A Branch of the Georgia Environmental Protection Division

Visibility Improvement in Wild Areas

Contact: Bert Pearce, 404-363-7600,  albert.pearce@dnr.ga.gov
 

Section 169A of the Clean Air Act provides for a visibility protection program to protect scenic vistas in 156 of the country’s federally managed wild areas, including national parks, wilderness areas, and wildlife refuges. Visibility in these wild areas (called mandatory Class I federal areas) is impaired by fine particulate matter generated from man-made sources. The fine particles scatter and absorb light that would otherwise reach the eye of an observer, thereby reducing visibility.

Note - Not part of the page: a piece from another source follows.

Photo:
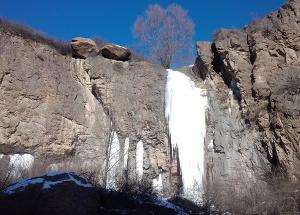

US EPA calls the impairment of visibility “regional haze”, which is defined in 40CFR51.300 as “… visibility impairment that is caused by the emission of air pollutants from numerous sources located over a wide geographic area.” Visibility impairment is defined as “… any humanly perceptible change in visibility (light extinction, visual range, contrast, coloration) from that which would have existed under natural conditions.”

The goal of the visibility protection program is to restore the visibility in each of the Class I areas to its natural value by reducing man-made emissions of pollutants. EPA’s regional haze rules (40CFR51.300 - 40CFR51.309) establish a framework for achievement of natural visibility by 2064, starting from a baseline period of 2000 – 2004. For the purpose of the regional haze rules, visibility impairment is based on ambient measurements at selected monitors and is expressed in units of deciviews (dv). Lower impairment corresponds to better visibility. For more information on EPA’s regional haze rules, see https://www.epa.gov/visibility/visibility-regulatory-actions

In Georgia there are three mandatory Class I areas:

  • Cohutta Wilderness Area (northwest GA),
  • Okefenokee National Wildlife Refuge (south central GA), and
  • Wolf Island National Wildlife Refuge (coastal GA).

There are numerous Class I areas in other southeastern states. Locations of the Class I areas in Georgia and in nearby states are shown on the map below.

Mandatory Class I Federal Areas in Southeastern States

 

The regional haze rule requires Georgia to establish a “reasonable progress” goal for improvement of visibility in each of the State’s Class I areas during each ten-year period until 2064. Georgia is required to establish and implement a long-term strategy that will achieve the reasonable progress goals for Georgia’s Class I areas and support the achievement of the goals for selected out-of-state Class I areas. Georgia’s strategy is documented in Georgia's State Implementation Plan For Regional Haze and is focused on the reduction of SO2 emissions from point sources, primarily coal-fired boilers at power plants and industrial facilities. Emissions of SO2 gas form fine particle pollution (sulfates) that can impact visibility at distant Class I areas.

Progress towards the current ten-year reasonable progress goal is documented in Georgia’s Regional Haze Periodic Progress Report. Based on measurements collected through 2010, the visibility in Georgia’s Class I areas shows significant improvement (i.e., less impairment) compared to the baseline period. See the table below. Installation of additional controls and the retirement of selected coal-fired power plants will result in additional reductions of SO2 emissions prior to 2018. Georgia EPD expects that these additional reductions will lead to the achievement of the reasonable progress goals for visibility in Georgia’s Class I areas by 2018.

Observed Visibility Impairment and 2018 Progress Goal
(5-yr avg* in deciviews)

  2004 2010 2018 goal
20% Worst Days      
- Cohutta 30.25 26.18 22.78
- Okefenokee 27.13 25.01 23.77
- Wolf Island 27.13 25.01 23.77
       
20% Best Days**      
- Cohutta 13.77 12.18 13.77
- Okefenokee 15.23 14.19 15.23
- Wolf Island 15.23 14.19 15.23

* e.g., the value for 2004 is the average of the annual averages for the years 2000-2004
**The regional haze requirement for the 20% best days is to maintain the visibility impairment at or below the baseline (2000 – 2004) impairment.